Un proyecto que fusiona patrimonio y modernidad
El desarrollo de este nuevo hotel responde a un proceso de restauración de varios años que permitió reimaginar un conjunto de edificios históricos, dotándolos de una nueva vida sin perder su esencia original. Esta intervención arquitectónica se traduce en un equilibrio entre el legado colonial de Cartagena y una estética contemporánea cuidadosamente diseñada. El proyecto cuenta con la visión del reconocido diseñador francés François Catroux, cuya participación representa uno de los capítulos finales de su carrera y una de sus pocas incursiones en la hotelería. Su enfoque se refleja particularmente en espacios emblemáticos como el antiguo Club Cartagena y las suites insignia, donde la elegancia clásica dialoga con el confort moderno. A esta visión se suman firmas internacionales como WATG, Wimberly Interiors y AvroKO, junto con talentos locales que aportan identidad y autenticidad al proyecto. Artistas como Alejandro Hernández, Eloin Rivera y Miguel Cárdenas contribuyen con piezas que enriquecen la experiencia estética del hotel.



Habitaciones que reinterpretan la historia
El hotel cuenta con 131 habitaciones, incluyendo una colección de 27 suites de estilo colonial ubicadas en edificios históricos. Estos espacios conservan elementos originales que dialogan con mobiliario contemporáneo y detalles artesanales, creando una experiencia que combina autenticidad y sofisticación. Entre las propuestas más destacadas se encuentra la Suite Catroux, diseñada como una residencia privada dentro del hotel, con acceso independiente, dos habitaciones y una terraza que incorpora elementos artesanales inspirados en la tradición morisca. Las habitaciones contemporáneas, por su parte, reflejan una visión más depurada de Cartagena, integrando arte, texturas y una paleta de colores que evoca la identidad actual de la ciudad.
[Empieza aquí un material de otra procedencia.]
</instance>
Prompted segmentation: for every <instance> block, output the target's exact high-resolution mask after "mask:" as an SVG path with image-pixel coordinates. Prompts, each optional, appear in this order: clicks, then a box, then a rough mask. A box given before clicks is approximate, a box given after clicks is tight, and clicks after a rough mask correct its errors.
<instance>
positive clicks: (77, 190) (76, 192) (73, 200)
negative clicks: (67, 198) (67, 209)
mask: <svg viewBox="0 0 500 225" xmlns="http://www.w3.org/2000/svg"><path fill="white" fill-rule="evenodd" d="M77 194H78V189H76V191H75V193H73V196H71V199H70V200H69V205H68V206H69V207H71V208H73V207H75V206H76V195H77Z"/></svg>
Una propuesta gastronómica de alcance internacional
Con ocho restaurantes y bares, el hotel se posiciona como un destino culinario en sí mismo. Entre sus espacios más destacados se encuentra The Grand Grill, desarrollado en colaboración con Major Food Group, que ofrece una reinterpretación moderna del steakhouse clásico. Bar Lelarge complementa esta experiencia con una propuesta de coctelería enfocada en ingredientes locales y destilados premium, mientras que Café Rialto rinde homenaje al café colombiano con una selección de especialidad acompañada de panadería artesanal. La oferta se completa con conceptos como Pizzeria Della Chiesa, ubicada en un edificio con historia que anteriormente albergó una iglesia y un teatro, y El Aljibe, un speakeasy que introduce una experiencia más íntima dentro del hotel. Espacios como El Patio del Limonar y El Palmar, con vistas panorámicas del Caribe, amplían la experiencia gastronómica hacia entornos abiertos y sensoriales.


Bienestar y experiencias personalizadas
El enfoque integral del hotel se extiende al bienestar con Umari Spa, un espacio inspirado en tradiciones ancestrales y en el uso de ingredientes botánicos locales. Este santuario incluye cabinas de tratamiento, áreas de relajación y programas diseñados para equilibrar cuerpo y mente. Las instalaciones también contemplan un gimnasio abierto las 24 horas, sesiones guiadas de movimiento y dos piscinas en la azotea que ofrecen vistas privilegiadas de la ciudad y el puerto, reforzando la conexión entre el huésped y el entorno.